L’Etat est devenu une sorte de père protecteur qui a fini par s’abroger le droit de décider à la place des citoyens ce qui leur convient le mieux et de définir ce qui était bien et, à contrario, néfaste pour eux-mêmes et la société.
Il s’en est logiquement suivi une ribambelle de lois et décrets qui ne seraient pas mauvais dans leur principe régulateur si une juste mesure ne s’était pas transformée en une boulimie de normes empiétant de plus en plus sur notre vie privée au nom du principe de précaution et de la bonne conscience politique.
L’État en est venu à prétendre savoir mieux que tout le monde quels sont les secteurs économiques, industriels et d'avenir qu’il faut privilégier et soutenir à grands renforts d’investissements publics, de participations et de nominations d’énarques ou hauts fonctionnaires dont la mission de représentant physique de la puissance publique était plus importante que la compétence professionnelle. Areva, Société Générale entre autres ont pu apprécier les bienfaits et résultats de cette politique que Renault ne va pas tarder à « gouter » avec cette décision étatique de montée à son capital afin d’obtenir la minorité de blocage à défaut de sa direction !
Côté social, la voracité législative est sans limites, tout fait divers marquant étant pain béni pour nos parlementaires qui se bousculent pour présenter une nouvelle loi et ce d’autant plus si tel député ou sénateur peut lui donner son nom. La récente loi interdisant les mannequins trop maigres ou la norme d'accessibilité handicapé appliquée aux vestiaires des arbitres de foot en sont une parfaite illustration.

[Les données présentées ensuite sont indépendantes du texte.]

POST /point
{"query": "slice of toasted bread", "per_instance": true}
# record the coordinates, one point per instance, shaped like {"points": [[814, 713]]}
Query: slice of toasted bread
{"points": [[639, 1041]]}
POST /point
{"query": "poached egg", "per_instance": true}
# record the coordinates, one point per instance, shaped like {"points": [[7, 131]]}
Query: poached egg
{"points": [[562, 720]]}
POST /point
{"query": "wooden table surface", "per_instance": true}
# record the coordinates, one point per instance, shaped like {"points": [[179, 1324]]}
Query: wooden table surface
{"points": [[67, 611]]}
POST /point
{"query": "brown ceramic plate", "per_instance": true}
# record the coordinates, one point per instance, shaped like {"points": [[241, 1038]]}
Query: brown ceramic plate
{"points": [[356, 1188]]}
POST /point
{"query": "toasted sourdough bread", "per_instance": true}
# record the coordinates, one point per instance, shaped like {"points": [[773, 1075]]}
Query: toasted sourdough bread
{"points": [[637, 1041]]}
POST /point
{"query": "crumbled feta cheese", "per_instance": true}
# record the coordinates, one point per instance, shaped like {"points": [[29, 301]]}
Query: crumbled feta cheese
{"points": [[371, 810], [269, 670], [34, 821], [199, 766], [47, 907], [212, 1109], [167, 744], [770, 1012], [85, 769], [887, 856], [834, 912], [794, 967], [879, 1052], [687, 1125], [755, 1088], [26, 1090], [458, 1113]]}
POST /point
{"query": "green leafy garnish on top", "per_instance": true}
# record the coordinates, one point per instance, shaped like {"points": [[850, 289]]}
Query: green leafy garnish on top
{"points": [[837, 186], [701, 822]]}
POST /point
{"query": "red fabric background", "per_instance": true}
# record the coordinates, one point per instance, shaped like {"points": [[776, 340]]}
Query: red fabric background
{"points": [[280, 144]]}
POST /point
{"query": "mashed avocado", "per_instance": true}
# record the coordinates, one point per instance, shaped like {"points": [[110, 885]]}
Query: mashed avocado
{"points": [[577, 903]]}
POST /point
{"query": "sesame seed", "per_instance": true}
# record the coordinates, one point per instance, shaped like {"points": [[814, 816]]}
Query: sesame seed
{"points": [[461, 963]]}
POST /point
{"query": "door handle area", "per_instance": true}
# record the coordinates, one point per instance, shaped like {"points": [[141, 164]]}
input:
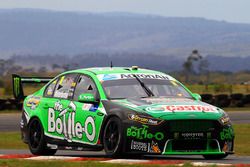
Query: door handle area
{"points": [[46, 106]]}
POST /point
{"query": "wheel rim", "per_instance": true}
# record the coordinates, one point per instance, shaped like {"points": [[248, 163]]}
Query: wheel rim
{"points": [[35, 134], [112, 136]]}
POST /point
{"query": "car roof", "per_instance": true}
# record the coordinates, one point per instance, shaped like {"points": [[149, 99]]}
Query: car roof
{"points": [[114, 70]]}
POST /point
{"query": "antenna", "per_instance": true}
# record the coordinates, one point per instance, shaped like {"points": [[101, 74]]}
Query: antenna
{"points": [[111, 64]]}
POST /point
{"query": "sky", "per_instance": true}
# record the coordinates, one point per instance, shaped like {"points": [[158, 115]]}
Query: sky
{"points": [[227, 10]]}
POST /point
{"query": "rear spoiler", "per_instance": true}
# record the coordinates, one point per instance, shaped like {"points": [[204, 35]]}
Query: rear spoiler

Ajouter à cela le stupide principe de précaution inscrit dans la constitution, et vous enfanter une société frileuse et peureuse refusant la prise de risques, gelant toute initiative de peur d’enfreindre une loi parmi les plus de 10 000 existantes que nul n’est censé ignorer et auxquelles s’ajoute 120 000 décrets répartis dans 62 codes différents et 400 000 normes !
Une intrusion de plus en plus pernicieuse, excessive et hypocrite qui nous infantilise et contribue à une stigmatisation sociale de tous ceux qui ne suivent pas la norme qui est forcément la bonne puisqu’on nous le dit et que l’Etat sait ce qui est bien pour nous.
Cet Etat Providence est devenu désuet, ringard et, plus grave, il est devenu un problème de génération.
Ce modèle d’Etat omni présent et omniscient s’est développé voire emballé suite aux « 30 glorieuse », période bénie du triptyque croissance-productivité-hausse salariale due à la reconstruction économique d‘après-guerre.
Ce qui était financièrement tolérable, voire économiquement nécessaire, dans cette période de redressement de la nation, est devenu un modèle d’un autre âge en décalage total avec la transformation d’une société et est fondamentalement devenu une escroquerie envers les générations d’aujourd’hui hyper-connectées et habituées à un autre mode de vie tant personnel, social que professionnel, une génération qui fait tous les jours l’amère expérience de cette société de chômage, d’économie dépressive, d’avenir incertain et qui a bien compris que l’Etat Providence est devenu une chimère à ranger au rayon d’une époque révolue.
Le problème est que la France est toujours dirigée par la génération baby-boomers qui continuent à profiter de la rente institutionnelle qu'elle s’est créée.
L’âge moyen de nos parlementaires cumulards est passé de 45 ans en 1982 à 60 ans avec une surreprésentation des 61-70 ans et, malgré la faible représentativité de leur centaine de milliers de membres, les partis politiques participent de cette gérontologie en bloquant toute émergence de candidats hors des partis et réservant les places de choix aux vieux briscards. Et en bon camarade, l’Etat, cette fois-ci Providence, verrouille le système par le mode de financement des partis politiques : hors de ceux-ci, point de salut.
Il est temps que les nouvelles générations reprennent le contrôle de leur/notre destin et inventent une nouvelle façon de vivre ensemble et de nouveaux modèles économiques afin de réhabiliter une croissance capable de nous offrir une vision crédible et mobilisatrice du futur.